LONDON: After the success of Chris Smith’s documentary charting the calamity that was the Fyre music festival, it’s no surprise that his latest investigation has been so eagerly anticipated. After lifting the lid on the catastrophically mismanaged Fyre festival, Smith turns his attention to Operation Varsity Blues – the US federal investigation into a criminal conspiracy to influence college admissions at a number of top American universities. This time round, however, he’s taken a slightly different approach.
“Operation Varsity Blues: The College Admissions Scandal” is listed as “starring” Matthew Modine. While the interviews in the film feature the real-life subjects, Smith opts to use Modine in a series of recreations of FBI wiretapped phonecalls between Rick Singer and his clients. Singer is the man at the heart of the 2019 scandal, the mastermind who pedaled his so-called side doors into college for wealthy parents willing to hand over enormous amounts of money to guarantee their children a spot. And Smith, via Modine, recreates their conversations down to the last, damning word.

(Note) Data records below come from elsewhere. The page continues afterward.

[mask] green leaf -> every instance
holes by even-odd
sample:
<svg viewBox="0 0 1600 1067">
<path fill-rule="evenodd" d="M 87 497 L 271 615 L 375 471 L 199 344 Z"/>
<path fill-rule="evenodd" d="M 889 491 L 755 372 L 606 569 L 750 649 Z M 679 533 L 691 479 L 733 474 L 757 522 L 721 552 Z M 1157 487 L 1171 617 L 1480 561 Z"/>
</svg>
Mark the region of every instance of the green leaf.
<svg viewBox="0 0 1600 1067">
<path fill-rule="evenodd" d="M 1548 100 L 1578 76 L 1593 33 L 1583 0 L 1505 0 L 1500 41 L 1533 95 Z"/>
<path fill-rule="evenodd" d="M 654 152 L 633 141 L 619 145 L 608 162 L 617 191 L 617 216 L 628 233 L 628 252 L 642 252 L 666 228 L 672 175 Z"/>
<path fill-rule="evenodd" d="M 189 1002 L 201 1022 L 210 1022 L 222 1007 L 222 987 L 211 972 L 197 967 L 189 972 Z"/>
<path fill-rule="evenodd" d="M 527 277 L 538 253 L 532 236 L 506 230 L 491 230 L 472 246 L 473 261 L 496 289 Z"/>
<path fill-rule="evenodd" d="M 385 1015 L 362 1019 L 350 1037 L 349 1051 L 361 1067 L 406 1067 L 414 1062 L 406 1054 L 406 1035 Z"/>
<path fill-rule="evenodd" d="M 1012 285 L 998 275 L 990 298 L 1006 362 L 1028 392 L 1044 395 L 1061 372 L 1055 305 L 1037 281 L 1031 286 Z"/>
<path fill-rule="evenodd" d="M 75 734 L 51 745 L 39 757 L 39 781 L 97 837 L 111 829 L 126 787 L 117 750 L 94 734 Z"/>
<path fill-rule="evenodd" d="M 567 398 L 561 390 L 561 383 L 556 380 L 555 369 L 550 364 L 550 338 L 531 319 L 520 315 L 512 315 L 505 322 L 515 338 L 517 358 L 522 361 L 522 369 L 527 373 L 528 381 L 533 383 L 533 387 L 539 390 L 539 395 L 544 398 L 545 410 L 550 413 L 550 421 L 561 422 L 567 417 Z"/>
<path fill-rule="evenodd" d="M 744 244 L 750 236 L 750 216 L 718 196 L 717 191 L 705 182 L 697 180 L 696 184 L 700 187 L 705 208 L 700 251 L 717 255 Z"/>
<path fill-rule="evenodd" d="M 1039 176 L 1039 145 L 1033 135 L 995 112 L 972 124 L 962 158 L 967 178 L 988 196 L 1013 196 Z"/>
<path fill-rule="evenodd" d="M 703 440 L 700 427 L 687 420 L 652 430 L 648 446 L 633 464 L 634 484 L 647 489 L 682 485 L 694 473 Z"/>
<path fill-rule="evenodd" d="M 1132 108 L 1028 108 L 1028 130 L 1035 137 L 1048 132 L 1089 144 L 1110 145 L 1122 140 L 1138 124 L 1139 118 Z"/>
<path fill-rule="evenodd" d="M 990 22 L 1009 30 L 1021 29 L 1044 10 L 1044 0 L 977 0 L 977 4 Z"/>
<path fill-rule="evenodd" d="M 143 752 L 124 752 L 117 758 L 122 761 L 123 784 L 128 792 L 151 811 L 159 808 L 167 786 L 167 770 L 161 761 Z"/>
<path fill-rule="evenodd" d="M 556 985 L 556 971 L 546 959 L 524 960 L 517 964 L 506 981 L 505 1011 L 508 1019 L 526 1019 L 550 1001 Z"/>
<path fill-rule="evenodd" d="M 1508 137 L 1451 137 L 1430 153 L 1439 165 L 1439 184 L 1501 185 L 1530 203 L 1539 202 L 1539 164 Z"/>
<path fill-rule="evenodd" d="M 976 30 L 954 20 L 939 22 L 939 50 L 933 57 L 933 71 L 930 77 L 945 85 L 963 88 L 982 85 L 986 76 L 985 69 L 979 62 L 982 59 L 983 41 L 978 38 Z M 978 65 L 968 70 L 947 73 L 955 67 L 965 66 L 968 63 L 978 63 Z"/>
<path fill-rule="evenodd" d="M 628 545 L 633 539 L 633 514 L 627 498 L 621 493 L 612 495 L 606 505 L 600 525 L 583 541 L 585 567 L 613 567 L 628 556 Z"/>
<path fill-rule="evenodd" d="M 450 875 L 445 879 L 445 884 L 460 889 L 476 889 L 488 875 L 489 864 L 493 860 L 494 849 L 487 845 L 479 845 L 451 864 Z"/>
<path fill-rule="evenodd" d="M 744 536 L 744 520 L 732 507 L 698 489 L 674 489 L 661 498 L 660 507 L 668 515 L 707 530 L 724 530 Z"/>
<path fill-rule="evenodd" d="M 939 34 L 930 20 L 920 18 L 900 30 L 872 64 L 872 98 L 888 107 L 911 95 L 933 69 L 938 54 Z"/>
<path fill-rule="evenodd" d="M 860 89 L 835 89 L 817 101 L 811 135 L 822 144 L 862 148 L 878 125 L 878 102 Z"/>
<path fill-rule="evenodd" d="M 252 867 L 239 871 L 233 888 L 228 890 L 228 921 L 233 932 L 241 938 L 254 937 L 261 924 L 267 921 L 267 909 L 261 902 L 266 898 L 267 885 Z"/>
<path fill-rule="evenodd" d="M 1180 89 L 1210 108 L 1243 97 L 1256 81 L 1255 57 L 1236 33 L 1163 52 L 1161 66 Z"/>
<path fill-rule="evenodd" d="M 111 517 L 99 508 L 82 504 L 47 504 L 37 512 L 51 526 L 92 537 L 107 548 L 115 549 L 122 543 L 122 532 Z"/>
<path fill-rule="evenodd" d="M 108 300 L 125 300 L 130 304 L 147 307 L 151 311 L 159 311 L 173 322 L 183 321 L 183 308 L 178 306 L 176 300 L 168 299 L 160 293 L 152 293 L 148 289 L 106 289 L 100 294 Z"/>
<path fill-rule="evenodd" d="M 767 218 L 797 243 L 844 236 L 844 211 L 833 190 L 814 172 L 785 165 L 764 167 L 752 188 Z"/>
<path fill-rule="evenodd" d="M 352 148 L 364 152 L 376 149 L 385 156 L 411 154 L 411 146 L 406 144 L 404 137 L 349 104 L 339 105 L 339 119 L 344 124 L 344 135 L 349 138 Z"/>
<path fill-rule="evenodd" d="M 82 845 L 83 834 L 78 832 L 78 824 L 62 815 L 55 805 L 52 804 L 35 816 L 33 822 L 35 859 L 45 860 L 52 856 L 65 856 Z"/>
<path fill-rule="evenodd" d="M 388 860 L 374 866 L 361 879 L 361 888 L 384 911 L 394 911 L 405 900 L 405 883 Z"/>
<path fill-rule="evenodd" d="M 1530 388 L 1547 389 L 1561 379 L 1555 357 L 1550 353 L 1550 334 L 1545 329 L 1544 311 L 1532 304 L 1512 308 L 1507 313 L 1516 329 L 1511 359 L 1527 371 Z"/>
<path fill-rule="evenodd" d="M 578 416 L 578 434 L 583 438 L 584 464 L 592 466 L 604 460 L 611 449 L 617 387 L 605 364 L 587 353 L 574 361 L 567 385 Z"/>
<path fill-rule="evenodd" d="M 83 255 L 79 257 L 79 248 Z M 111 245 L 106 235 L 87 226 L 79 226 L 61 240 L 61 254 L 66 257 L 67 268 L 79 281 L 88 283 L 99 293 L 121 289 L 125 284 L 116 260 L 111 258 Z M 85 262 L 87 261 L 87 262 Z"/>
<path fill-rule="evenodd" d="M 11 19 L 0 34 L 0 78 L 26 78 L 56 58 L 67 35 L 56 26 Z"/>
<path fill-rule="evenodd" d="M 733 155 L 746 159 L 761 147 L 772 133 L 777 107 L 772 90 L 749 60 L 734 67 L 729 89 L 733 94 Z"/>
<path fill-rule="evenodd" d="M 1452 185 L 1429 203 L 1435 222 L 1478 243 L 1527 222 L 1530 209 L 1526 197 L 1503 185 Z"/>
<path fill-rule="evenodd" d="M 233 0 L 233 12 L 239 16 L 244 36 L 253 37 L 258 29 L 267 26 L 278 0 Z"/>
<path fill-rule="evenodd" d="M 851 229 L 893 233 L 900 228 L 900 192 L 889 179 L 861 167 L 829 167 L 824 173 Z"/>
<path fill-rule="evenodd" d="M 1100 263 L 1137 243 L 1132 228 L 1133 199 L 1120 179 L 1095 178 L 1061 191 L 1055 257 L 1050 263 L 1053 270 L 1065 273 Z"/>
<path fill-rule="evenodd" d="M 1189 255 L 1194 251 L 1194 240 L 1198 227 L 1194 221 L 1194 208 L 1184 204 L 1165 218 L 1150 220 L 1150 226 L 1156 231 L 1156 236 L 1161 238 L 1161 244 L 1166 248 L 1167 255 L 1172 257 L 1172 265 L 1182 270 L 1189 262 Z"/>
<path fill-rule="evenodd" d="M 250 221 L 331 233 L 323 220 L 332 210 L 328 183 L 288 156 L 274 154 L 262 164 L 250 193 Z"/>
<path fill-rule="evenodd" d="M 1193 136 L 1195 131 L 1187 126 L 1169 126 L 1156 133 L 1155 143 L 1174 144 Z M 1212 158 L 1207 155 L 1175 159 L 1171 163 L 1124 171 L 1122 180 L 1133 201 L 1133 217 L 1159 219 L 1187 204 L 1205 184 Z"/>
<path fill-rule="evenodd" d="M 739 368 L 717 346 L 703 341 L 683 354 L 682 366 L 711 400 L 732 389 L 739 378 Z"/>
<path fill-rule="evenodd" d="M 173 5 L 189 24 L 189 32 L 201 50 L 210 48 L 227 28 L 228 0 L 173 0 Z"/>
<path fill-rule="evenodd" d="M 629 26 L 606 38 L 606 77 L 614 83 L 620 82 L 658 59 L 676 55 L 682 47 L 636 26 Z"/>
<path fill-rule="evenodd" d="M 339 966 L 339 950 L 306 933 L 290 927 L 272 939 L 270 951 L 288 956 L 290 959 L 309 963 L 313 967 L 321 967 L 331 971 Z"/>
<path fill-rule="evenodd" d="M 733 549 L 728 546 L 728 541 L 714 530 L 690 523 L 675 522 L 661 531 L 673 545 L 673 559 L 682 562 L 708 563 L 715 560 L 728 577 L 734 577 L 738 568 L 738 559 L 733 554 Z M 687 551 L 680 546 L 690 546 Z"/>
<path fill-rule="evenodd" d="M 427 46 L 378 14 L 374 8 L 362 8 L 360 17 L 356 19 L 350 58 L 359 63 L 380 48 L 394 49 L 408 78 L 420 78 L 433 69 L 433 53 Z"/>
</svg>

It’s an unusual technique, but one that works. Modine portrays the salesman-like Singer as a persuasive, friendly counsellor who only wants the best for his clients’ kids, while pocketing a small fortune for his company along the way. Combined with frank interviews with investigators, and some of those caught up in Singer’s rigged system, it makes for a surprisingly captivating movie. Smith’s film is at its best when laying bare the sheer, unimaginably elitist sense of privilege that led so many parents to buy their way into top colleges. And it’s at its most thought-provoking when drawing attention to the all-pervading sense of injustice that sparked such vitriolic public response to those found guilty of cheating the system. “Operation Varsity Blues” is, much like Smith’s other work, the kind of film that makes viewers rage at the injustice of it all.